Una pareja mayor que nosotros, que despedía un excesivo olor a perfume y loción de afeitado, se nos colocó delante cuando las puertas plateadas se abrieron y todos entramos. Una descarga de adrenalina me recorrió de arriba abajo y me coloqué mi abultado bolso delante. Aquello tenía que funcionar. Había preparado los hechizos de sustancia para Pierce exactamente de la misma manera que la primera vez, y había cargado mi pistola de pintura con hechizos somníferos de larga duración. Ivy se ocuparía de la puerta del baño y Jenks me ayudaría con Al. No se les escaparía nada y, cuando todo hubiera acabado, podríamos celebrar el Año Nuevo juntos: fantasma, vampiresa, bruja y pixie.
En el interior del ascensor había otro portero, por si no sabíamos cómo apretar un botón y, mientras me situaba nerviosa justo en el centro, el vello de la nuca se me erizó. Lentamente me volví para mirar a la pareja que había subido con nosotros, y descubrí que ella tenía los labios fruncidos y que el hombre miraba fijamente hacia delante con una expresión tensa en su rostro. Me volví de nuevo e Ivy se rió disimuladamente.
—Es muy divertido salir por ahí contigo —susurró inclinándose hacia un lado—. La gente no te quita ojo.
¡
Bah
! ¡
Qué más da
! Avergonzada, me quedé mirando al hombre del ascensor mientras disimulaba una sonrisa. Conforme salían, la mujer, de mayor edad, que estaba bastante elegante en su estilo, le dio un palmetazo en el hombro a su marido con su bolso de abalorios. Él lo aceptó como un hombre, pero advertí que ya estaba mirando de reojo a las camareras con sus modestas faldas cortas.
Lo primero que me llamó la atención fue el murmullo de las conversaciones y el olor a canapés hipercalóricos, y relajé los hombros al percibir la agradable temperatura. Situada discretamente en la curva del restaurante, una banda interpretaba en directo suaves melodías de jazz. Habían retirado todas las mesas a excepción de un anillo alrededor de las ventanas.

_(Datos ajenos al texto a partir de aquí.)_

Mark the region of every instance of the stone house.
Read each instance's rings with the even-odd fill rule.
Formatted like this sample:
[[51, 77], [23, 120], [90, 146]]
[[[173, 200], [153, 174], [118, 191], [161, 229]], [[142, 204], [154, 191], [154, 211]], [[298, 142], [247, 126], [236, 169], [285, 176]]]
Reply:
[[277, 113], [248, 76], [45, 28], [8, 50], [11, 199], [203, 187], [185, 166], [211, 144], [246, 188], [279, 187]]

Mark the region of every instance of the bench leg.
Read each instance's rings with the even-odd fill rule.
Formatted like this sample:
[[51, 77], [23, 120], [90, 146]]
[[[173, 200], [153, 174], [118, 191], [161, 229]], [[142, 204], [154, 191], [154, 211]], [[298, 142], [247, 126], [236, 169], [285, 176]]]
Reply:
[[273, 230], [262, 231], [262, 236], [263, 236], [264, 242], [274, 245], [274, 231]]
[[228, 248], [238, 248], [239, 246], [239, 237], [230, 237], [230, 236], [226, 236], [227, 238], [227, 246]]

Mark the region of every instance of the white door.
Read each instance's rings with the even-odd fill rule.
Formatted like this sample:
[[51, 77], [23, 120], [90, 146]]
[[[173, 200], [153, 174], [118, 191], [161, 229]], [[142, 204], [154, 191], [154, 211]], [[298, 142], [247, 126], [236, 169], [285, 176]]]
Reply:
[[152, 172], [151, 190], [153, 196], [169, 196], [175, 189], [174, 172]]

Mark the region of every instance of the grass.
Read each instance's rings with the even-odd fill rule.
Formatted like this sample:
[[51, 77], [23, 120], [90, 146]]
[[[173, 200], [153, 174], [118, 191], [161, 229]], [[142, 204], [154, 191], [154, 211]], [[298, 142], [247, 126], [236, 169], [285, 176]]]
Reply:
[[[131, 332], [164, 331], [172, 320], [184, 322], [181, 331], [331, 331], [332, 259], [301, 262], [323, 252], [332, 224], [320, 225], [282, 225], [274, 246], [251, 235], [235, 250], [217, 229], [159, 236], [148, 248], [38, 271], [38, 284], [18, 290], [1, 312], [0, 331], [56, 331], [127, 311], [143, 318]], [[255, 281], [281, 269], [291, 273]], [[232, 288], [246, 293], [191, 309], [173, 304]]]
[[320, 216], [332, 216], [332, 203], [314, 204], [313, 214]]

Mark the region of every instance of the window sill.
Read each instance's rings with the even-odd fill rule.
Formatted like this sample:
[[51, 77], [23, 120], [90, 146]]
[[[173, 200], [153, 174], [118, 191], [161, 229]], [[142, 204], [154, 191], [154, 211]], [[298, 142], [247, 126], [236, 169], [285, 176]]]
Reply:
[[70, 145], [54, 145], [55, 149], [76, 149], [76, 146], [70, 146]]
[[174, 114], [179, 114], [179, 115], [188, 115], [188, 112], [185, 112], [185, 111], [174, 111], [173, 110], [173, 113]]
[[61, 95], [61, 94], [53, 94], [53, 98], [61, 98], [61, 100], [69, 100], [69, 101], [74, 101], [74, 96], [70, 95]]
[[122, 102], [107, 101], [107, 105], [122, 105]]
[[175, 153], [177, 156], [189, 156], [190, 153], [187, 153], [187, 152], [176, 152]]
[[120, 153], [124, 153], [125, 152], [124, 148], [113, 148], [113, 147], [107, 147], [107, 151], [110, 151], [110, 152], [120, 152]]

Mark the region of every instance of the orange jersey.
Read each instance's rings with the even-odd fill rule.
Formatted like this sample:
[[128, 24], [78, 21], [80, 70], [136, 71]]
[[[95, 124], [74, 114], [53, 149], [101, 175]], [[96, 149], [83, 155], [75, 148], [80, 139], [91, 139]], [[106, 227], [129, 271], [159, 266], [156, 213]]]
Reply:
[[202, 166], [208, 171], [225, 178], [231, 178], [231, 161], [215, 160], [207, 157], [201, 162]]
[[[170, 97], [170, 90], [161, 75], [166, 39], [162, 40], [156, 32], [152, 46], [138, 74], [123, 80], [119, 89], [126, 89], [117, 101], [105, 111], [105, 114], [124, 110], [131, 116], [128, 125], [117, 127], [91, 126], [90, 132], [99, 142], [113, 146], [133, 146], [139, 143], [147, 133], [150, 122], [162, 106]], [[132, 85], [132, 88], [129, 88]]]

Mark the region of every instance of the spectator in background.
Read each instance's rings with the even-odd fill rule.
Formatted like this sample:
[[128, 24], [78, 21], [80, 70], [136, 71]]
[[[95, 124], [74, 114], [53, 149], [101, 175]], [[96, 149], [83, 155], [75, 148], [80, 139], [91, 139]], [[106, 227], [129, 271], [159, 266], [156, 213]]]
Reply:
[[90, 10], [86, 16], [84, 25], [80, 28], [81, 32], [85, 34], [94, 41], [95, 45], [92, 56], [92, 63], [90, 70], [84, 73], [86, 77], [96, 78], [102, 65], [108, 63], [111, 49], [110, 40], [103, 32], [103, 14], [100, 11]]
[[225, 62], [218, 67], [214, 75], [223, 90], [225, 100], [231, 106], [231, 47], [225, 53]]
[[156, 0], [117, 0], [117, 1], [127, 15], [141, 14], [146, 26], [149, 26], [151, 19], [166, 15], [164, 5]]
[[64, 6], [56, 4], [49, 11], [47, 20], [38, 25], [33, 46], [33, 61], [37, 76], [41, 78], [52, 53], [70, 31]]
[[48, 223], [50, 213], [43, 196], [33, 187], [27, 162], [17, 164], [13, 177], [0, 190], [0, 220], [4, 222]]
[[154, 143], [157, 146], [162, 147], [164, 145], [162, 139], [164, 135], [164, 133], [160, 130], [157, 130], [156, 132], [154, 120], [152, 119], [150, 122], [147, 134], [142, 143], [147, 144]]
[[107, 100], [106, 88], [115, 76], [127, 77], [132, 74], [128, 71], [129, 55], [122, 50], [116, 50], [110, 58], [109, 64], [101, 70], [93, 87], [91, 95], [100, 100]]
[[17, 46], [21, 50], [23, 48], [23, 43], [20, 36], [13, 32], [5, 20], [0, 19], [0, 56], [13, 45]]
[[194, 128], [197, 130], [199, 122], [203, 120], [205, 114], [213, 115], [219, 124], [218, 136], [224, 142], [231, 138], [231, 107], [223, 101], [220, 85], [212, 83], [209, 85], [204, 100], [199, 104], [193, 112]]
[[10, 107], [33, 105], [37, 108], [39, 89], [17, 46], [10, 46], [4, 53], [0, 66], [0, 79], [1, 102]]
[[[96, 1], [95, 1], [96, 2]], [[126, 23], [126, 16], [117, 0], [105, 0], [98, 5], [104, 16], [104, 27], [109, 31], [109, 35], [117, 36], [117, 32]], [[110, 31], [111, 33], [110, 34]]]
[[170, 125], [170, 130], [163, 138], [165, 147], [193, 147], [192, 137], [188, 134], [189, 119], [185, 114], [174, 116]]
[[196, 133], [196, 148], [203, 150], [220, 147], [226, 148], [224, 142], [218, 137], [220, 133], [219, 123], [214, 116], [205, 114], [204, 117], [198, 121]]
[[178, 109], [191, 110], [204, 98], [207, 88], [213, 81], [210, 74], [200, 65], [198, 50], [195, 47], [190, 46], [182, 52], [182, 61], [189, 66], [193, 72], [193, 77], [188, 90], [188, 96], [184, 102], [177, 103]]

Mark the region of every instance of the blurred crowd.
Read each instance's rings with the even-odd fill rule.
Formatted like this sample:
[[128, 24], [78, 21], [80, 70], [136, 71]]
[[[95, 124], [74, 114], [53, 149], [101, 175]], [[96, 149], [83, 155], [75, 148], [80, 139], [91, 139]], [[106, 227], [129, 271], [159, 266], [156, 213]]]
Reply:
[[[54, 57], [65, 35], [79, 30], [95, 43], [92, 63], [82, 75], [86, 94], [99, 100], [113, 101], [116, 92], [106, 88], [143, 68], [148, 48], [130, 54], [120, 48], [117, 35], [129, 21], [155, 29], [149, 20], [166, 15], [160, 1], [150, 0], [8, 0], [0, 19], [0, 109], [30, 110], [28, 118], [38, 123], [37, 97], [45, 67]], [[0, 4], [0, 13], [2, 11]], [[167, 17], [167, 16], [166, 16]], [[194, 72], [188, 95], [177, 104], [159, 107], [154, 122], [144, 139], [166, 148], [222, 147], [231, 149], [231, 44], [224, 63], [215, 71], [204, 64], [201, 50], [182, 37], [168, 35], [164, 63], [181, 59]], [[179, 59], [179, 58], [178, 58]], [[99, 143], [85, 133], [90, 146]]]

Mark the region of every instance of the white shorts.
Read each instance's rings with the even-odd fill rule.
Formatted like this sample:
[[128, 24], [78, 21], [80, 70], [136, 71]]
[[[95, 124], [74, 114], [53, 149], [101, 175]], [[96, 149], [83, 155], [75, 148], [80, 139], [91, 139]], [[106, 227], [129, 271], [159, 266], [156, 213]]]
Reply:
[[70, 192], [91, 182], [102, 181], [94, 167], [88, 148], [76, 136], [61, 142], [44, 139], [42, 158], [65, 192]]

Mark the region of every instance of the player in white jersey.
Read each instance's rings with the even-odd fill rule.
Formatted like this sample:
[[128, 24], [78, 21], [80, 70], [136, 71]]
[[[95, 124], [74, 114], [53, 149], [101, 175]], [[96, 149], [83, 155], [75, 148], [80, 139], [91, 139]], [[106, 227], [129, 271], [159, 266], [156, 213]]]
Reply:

La gente, elegantemente vestida, se relacionaba entre sí sujetando pequeños platos con comida o copas de champán, y las esporádicas risas femeninas mezcladas con el tintineo de cerámica fina invocaban una sensación de alta sociedad. Algunos camareros se movían lentamente, mientras que otros pasaban como centellas, de manera acorde con su cometido en cada momento. Y detrás de todo, como telón de fondo, se encontraba la mismísima Cincinnati.